Reputation: 6758
I have a set of accordian divs (powered by the prototype library) in an asp.net page. I would like to save the state of the accordian, so when a postback event occurs, the same div is open rather than reloading the page entirely and opening the default div.
My plan was to set a page control value with the ID of the open div using the div's toggler click event function, and then fire a click event after postback calling that same div (using the value of the control holding the div ID) as the target. I'm not sure how to fire a javascript click event from vb.net however, and this sure seems like a lame workaround.
1) can you tell me how to fire a javascript click event from the vb.net codebehind page -or- 2) is there a more elgant way to do this?
Thanks
Upvotes: 0
Views: 2344
Reputation: 6986
julio, try this:
ScriptManager.RegisterStartupScript(Me, Me.GetType(), "runFunction", "runFunction();" True)
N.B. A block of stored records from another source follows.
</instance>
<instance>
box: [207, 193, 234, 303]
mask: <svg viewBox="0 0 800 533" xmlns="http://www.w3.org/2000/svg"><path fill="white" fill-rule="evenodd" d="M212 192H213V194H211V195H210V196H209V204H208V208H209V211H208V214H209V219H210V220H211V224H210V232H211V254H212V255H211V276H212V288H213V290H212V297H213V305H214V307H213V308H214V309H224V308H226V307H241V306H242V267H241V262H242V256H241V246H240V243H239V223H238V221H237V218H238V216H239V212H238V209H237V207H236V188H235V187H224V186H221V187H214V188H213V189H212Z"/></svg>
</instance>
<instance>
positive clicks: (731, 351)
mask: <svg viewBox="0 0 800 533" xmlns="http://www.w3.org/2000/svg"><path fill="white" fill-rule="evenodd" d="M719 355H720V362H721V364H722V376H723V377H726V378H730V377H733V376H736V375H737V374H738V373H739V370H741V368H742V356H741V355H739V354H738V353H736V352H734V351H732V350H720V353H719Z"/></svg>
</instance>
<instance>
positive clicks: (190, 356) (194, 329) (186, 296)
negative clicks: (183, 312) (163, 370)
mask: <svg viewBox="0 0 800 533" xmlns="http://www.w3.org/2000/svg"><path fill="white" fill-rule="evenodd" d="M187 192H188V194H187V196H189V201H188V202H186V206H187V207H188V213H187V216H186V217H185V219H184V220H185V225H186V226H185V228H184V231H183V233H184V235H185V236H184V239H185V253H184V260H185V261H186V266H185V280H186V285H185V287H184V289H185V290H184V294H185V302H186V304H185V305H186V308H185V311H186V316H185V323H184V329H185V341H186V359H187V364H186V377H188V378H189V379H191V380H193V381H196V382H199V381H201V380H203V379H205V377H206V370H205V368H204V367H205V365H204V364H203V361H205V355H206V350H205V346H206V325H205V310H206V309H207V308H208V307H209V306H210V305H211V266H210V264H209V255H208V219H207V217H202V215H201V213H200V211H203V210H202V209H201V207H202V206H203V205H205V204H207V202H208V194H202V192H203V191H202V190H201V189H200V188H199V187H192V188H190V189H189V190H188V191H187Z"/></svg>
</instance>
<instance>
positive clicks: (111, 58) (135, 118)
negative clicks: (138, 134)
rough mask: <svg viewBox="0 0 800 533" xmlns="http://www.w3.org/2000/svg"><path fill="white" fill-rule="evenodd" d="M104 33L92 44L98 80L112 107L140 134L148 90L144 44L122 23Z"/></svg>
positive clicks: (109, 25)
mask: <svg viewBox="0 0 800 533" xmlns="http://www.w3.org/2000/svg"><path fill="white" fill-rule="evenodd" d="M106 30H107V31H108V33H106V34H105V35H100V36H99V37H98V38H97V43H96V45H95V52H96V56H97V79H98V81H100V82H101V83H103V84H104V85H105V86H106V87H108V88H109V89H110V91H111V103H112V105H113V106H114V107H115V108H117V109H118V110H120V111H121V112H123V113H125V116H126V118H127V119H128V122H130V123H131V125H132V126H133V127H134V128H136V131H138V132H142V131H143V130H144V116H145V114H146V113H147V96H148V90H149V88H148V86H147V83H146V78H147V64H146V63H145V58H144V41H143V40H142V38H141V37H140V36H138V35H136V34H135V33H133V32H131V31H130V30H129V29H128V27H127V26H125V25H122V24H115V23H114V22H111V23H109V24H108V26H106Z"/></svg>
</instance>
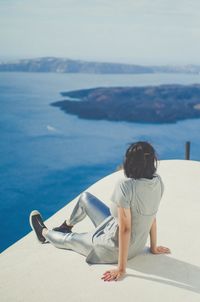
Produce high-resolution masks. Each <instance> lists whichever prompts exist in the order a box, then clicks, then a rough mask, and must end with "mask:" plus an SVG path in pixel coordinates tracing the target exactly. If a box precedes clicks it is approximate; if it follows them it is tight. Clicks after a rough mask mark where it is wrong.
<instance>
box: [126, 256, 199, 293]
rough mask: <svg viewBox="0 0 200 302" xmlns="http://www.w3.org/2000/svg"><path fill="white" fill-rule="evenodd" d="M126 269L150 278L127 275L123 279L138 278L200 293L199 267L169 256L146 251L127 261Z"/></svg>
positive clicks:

That will run a JS function called "runFunction". I think your idea about storing the ID of the open div in a hidden field or something on the page is a good one. I think storing it in a cookie is unnecessary unless you want the state of the accordion to persist after the user leaves the page. Otherwise, you're forcing more data over the wire both ways on every request for someone who has that cookie.
Another Idea You could (and probably should) utilize AJAX. This would mean a very lightweight call to the server, and your accordion wouldn't reset itself because that part of the page wouldn't refresh.
Upvotes: 1
Reputation: 114447
You could use cookies. When the accordion state changes, re-write the cookie. When the page loads, load the data in the cookie and run a function to reset the accordian state.
It's probably a lot easier than messing with viewstate.
Upvotes: 0
Reputation: 37543
Since code behind is server side and JavaScript is client side, there is no way to perform this intermix. The best way I would think would be to have a control on the page used to maintain state in JavaScript that would survive the postback (for instance an asp:HiddenField). You could then set the id of the "open" div into this hidden field, and on the postback its value would survive in the viewstate.
Then you just have to add a small function to be called onload that goes into the hiddenfield, grabs the id and sets the appropriate panel. Given all of that, I'd recommend you investigate the usage of the MultiView control. This is precisely what this control was created to handle.